Benefits counseling experience – Joe’s work in the benefits counseling area covers many areas of employee benefits law. Below are some examples of that work:

  • As part of the Firm’s Health Care Reform Team, he advises employers and plan sponsors regarding the establishment, administration and operation of fully insured and self-funded health and welfare plans to comply with ERISA, IRC, ACA/PPACA, HIPAA, COBRA, ADA, GINA, and other related laws.
  • Guiding clients through the selection of plan service providers, along with negotiating service agreements with vendors to address plan compliance and operations, while leveraging data security experience to ensure plan data is safeguarded.
  • Counsels plan sponsors on day-to-day compliance and administrative issues affecting plans.
  • Assists in the design and drafting of benefit plan documents, including severance and fringe benefit plans.
  • Advises plan sponsors concerning employee benefit plan operation, administration and correcting errors in operation.

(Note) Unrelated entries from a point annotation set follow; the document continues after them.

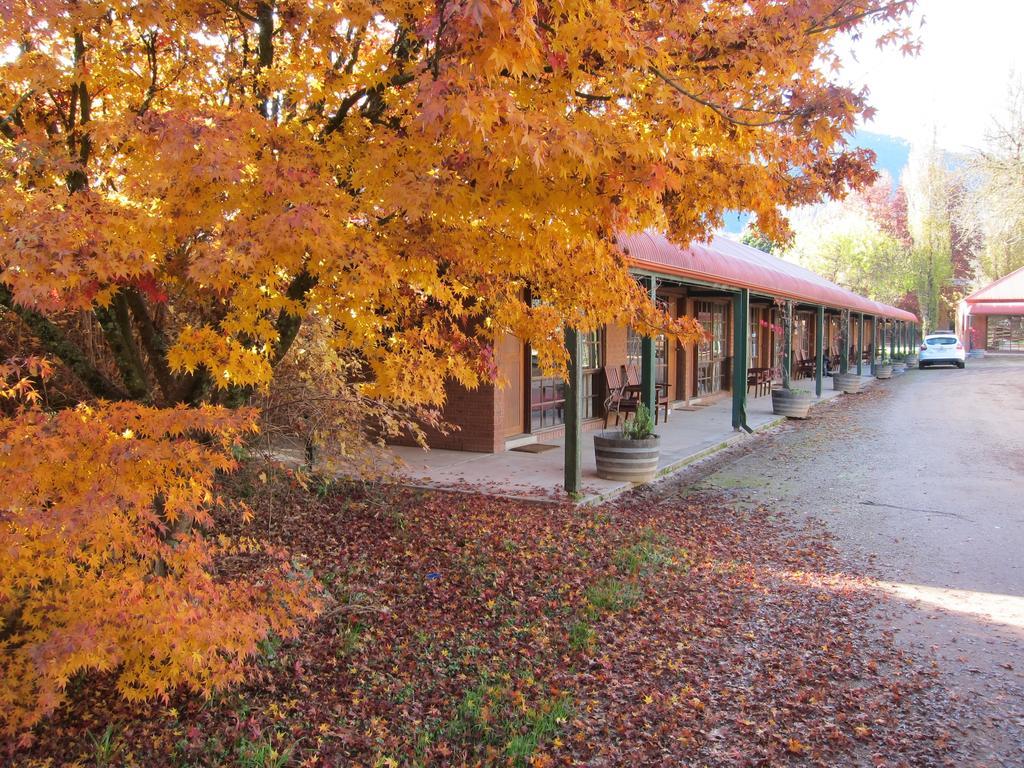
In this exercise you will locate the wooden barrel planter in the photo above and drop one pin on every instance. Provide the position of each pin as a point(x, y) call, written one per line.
point(791, 402)
point(623, 459)
point(849, 383)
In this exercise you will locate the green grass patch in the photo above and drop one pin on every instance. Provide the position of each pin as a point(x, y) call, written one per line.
point(582, 636)
point(492, 715)
point(650, 552)
point(262, 754)
point(612, 595)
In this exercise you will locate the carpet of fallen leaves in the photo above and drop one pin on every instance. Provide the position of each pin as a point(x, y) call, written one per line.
point(657, 630)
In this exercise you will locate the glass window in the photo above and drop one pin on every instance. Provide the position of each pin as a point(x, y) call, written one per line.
point(547, 393)
point(1006, 333)
point(711, 348)
point(634, 355)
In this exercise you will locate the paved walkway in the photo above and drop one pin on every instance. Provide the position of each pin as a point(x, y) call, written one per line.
point(687, 436)
point(925, 491)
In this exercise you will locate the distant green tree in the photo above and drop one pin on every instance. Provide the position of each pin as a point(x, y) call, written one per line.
point(753, 238)
point(931, 195)
point(991, 210)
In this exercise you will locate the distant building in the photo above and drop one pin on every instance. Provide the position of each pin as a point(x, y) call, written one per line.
point(992, 317)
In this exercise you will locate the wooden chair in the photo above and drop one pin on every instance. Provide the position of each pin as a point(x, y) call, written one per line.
point(633, 384)
point(760, 379)
point(805, 368)
point(620, 399)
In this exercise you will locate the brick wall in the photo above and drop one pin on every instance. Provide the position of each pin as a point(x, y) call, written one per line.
point(473, 413)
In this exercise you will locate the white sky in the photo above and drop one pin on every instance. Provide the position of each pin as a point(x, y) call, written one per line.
point(960, 81)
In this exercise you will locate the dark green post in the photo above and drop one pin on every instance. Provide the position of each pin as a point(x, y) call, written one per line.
point(860, 344)
point(844, 340)
point(875, 342)
point(740, 340)
point(573, 411)
point(647, 358)
point(819, 345)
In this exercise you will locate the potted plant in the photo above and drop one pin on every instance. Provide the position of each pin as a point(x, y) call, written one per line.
point(794, 403)
point(843, 380)
point(884, 370)
point(631, 454)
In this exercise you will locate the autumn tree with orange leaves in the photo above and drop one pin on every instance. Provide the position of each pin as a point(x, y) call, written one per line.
point(185, 183)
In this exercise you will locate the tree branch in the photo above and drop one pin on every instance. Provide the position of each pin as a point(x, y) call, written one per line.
point(54, 342)
point(783, 117)
point(11, 116)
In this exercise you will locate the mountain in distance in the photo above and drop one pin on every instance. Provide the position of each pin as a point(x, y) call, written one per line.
point(891, 154)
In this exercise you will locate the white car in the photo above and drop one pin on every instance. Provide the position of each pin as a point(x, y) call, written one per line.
point(941, 348)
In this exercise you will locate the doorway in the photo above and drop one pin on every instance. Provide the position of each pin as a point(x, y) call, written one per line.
point(711, 349)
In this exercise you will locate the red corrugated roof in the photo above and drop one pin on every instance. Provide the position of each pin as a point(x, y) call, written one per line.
point(995, 307)
point(727, 262)
point(1008, 288)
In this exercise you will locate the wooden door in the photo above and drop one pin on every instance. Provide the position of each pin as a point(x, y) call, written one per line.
point(510, 359)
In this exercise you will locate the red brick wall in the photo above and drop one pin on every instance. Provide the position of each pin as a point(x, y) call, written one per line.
point(473, 412)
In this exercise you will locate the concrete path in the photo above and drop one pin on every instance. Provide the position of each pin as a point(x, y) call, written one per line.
point(922, 480)
point(688, 436)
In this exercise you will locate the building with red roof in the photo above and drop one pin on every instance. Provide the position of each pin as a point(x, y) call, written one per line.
point(992, 317)
point(735, 292)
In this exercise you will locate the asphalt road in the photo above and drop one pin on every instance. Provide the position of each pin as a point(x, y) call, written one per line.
point(922, 481)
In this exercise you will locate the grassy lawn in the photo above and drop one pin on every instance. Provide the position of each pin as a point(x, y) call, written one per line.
point(463, 630)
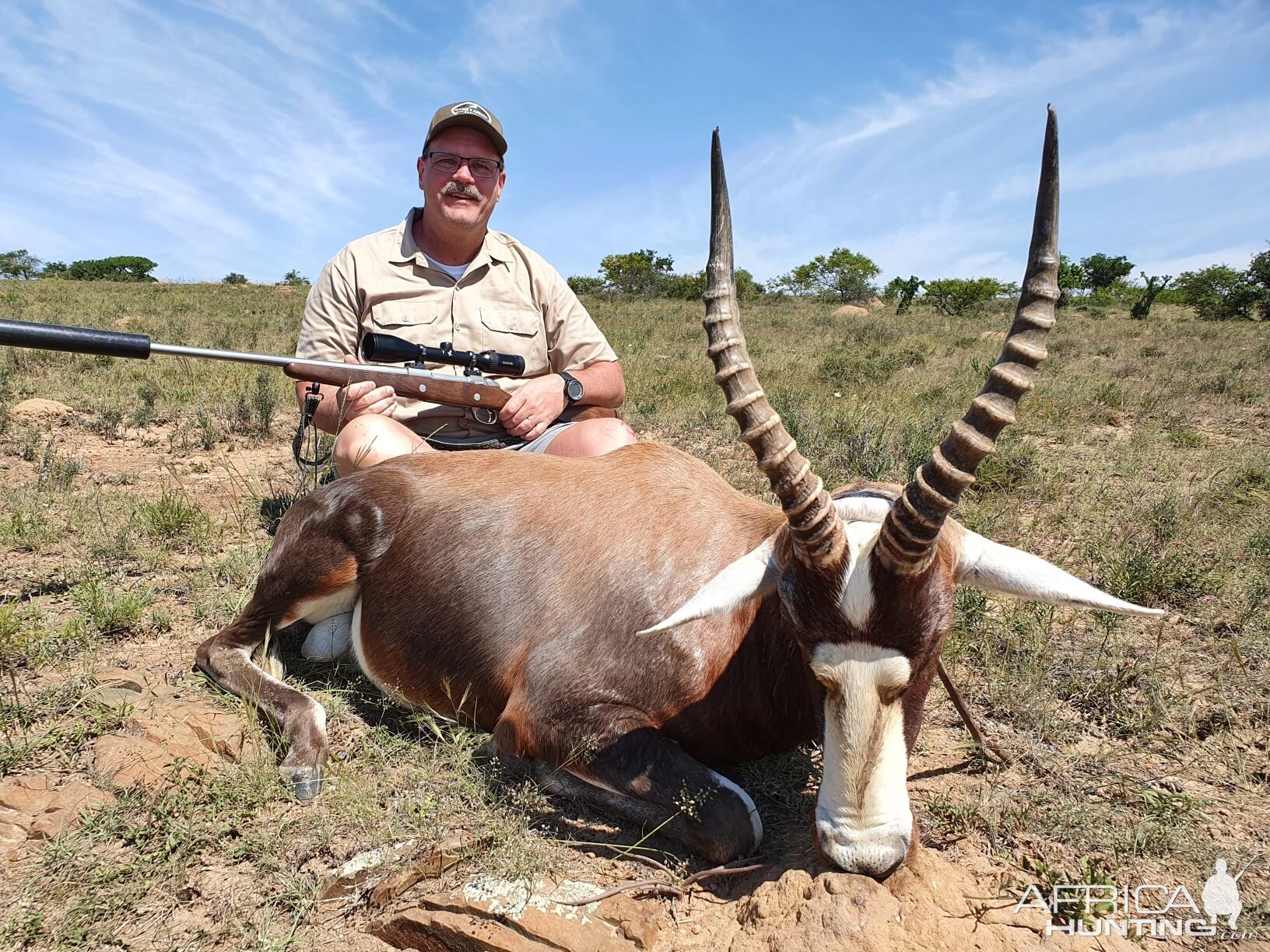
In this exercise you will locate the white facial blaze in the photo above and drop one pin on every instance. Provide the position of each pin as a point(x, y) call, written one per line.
point(862, 817)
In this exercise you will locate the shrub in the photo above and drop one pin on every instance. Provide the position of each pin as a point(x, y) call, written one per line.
point(956, 297)
point(840, 275)
point(120, 268)
point(582, 285)
point(1219, 292)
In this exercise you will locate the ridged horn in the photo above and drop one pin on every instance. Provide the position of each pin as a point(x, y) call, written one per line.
point(906, 544)
point(818, 536)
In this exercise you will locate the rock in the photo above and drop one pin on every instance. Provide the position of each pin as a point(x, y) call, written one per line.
point(168, 731)
point(928, 905)
point(34, 809)
point(450, 932)
point(40, 410)
point(498, 914)
point(38, 793)
point(851, 311)
point(773, 900)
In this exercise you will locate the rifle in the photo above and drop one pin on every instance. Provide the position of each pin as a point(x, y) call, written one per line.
point(410, 381)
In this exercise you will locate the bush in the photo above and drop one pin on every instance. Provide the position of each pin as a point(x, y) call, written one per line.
point(19, 264)
point(1219, 292)
point(840, 275)
point(120, 268)
point(586, 286)
point(1101, 272)
point(956, 297)
point(644, 273)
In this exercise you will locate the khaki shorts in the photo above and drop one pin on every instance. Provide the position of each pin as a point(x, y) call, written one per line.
point(539, 445)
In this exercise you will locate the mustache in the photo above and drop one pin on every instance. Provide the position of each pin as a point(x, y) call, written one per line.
point(455, 188)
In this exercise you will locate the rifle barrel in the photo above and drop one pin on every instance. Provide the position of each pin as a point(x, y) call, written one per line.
point(410, 381)
point(112, 343)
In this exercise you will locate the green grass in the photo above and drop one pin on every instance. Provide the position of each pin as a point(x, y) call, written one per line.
point(1138, 464)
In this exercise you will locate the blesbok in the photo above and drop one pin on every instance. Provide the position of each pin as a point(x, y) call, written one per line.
point(630, 621)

Joe speaks and writes regularly on current employee benefits and data privacy and cybersecurity topics and his work has been published in leading business and legal journals and media outlets, such as The Washington Post, Inside Counsel, Bloomberg, The National Law Journal, Financial Times, Business Insurance, HR Magazine and NPR, as well as the ABA Journal, The American Lawyer, Law360, Bender’s Labor and Employment Bulletin, the Australian Privacy Law Bulletin and the Privacy, and Data Security Law Journal.

Joe served as a judicial law clerk for the Honorable Laura Denvir Stith on the Missouri Court of Appeals.